日本のハイブリッド技術を世界が欲しがる…可能性もある!
池田:自工会の「新7つの課題」の根底にあるのは、もちろん2050年のカーボンニュートラル社会です。最近、米トランプ大統領が「地球温暖化の要因がCO2排出というのは間違いだ、まやかしだ」と発言し、非常にややこしいことになっているんだけど、それまでは世界的に「地球温暖化に対する反論を許さない空気」がありましたよね。科学者たちが作成した膨大なレポートをもとに、国連側が「地球温暖化はCO2が原因」と高らかなに発表したものですから。
でも、2035年の内燃機関禁止という前提が後退し、「地球温暖化はCO2が原因」はちょっとトーンダウンしていることは確か。とはいえ国連が気候変動対策としてCO2削減を進めるべきと言っている以上、「それは正しい」ということで(CO2削減を)進めるしかないわけです。そこにクルマ側が踏み込むべきではない、と僕はずっと言ってきました。ただそれに対して超大国アメリカの大統領が「そんなのは関係ない」と言い出した、という構図があるわけです。
司会(角田):なるほど、そういう時流になったと。
池田:ヨーロッパの人たちも、2035年、2050年が近づいてきて、なんと言い出すかですよね。CO2削減に関して、ヨーロッパの自動車業界の人たちは当初、ヨーロッパ型の高速移動社会にはディーゼルのほうがCO2の削減効果大きいとずっと言っていた。でも、そのディーゼルで不正を働いてしまい、彼らが出しているデータの信憑性が失われてしまった、という経緯はあります。その後、48Vのマイルドハイブリッドを推し進め、CO2を削減すると言っていたけれど、それで得られるCO2削減量は、そんなには大きくはない。

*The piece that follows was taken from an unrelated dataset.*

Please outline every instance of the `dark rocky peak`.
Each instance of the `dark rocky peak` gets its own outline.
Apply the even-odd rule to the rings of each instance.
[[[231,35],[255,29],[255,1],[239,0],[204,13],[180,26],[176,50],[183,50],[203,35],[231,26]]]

そうすると、やはりバイオエタノールなどの新しい燃料側での解決策を加えていかないと厳しいでしょう。数年前、ヨーロッパの自動車メーカーは、ちょっと勢いづいてEVに巨額の投資をして、いま全然回収できていません。そんななか、バイオエタノールなど新たな内燃機関へ投資をする余力があるのかどうか。ここが問われるところですよ。
司会(角田):そうすると、今でもCO2を23%削減して、頑張っている日本が、ヨーロッパやアメリカに対して、こうやればいいのではないかという、ある意味リーダー的存在になり、提案していけるという立場になりうるということですね。
池田:はい。下手したらエンジンごと提供するという話もあるかもしれません。つまり彼らが、内燃機関を再構築する余力がなかったら、技術を買うしかないじゃないですか。買い先の一番手はもちろん日本です。内燃機関の、特にハイブリッド技術となると日本以外の国はちょっと難しいですね。
司会(角田):日本のハイブリッド技術、進んでいますよね。そうなると、日本の自動車産業はまだまだ世界をリードしていける可能性がある……ということですか。
池田:そう、だから、自工会が発表した「新7つの課題」、僕、最初これを見た時びっくりしました。「これ本当にやるの?」と。本当にできたらすごいことになる。いまでもリードしているし可能性もあるのに、これ(新7つの課題)が本当に出来れば、日本の自動車産業はさらにライバルを突き放すことができる。自工会の加盟社って、広い意味で同業者じゃないですか。競合する14社が協力して新しい技術を開発していく、新しいスタンダードを作っていくという課題です。もちろん大変困難な課題ですけども、これが出来れば本当にすごい。そしてそのために、トヨタは社長をやっている佐藤恒治さんという人材を、日本の自動車業界のために、任せるね、と出したわけです。
これがヨーロッパなら、普通に考えても長くかかりますよ。一緒にやろうよという空気を醸成し、互いに協力して組織を作り、みんなで何かを始めるまでには。
司会(角田):そういう世界の事情を見ても、2050年を射程に入れると日本の自動車業界はすごいことになりそうです。かなり期待が持てますね。池田さん、長時間の解説、ありがとうございました。
池田:ありがとうございました。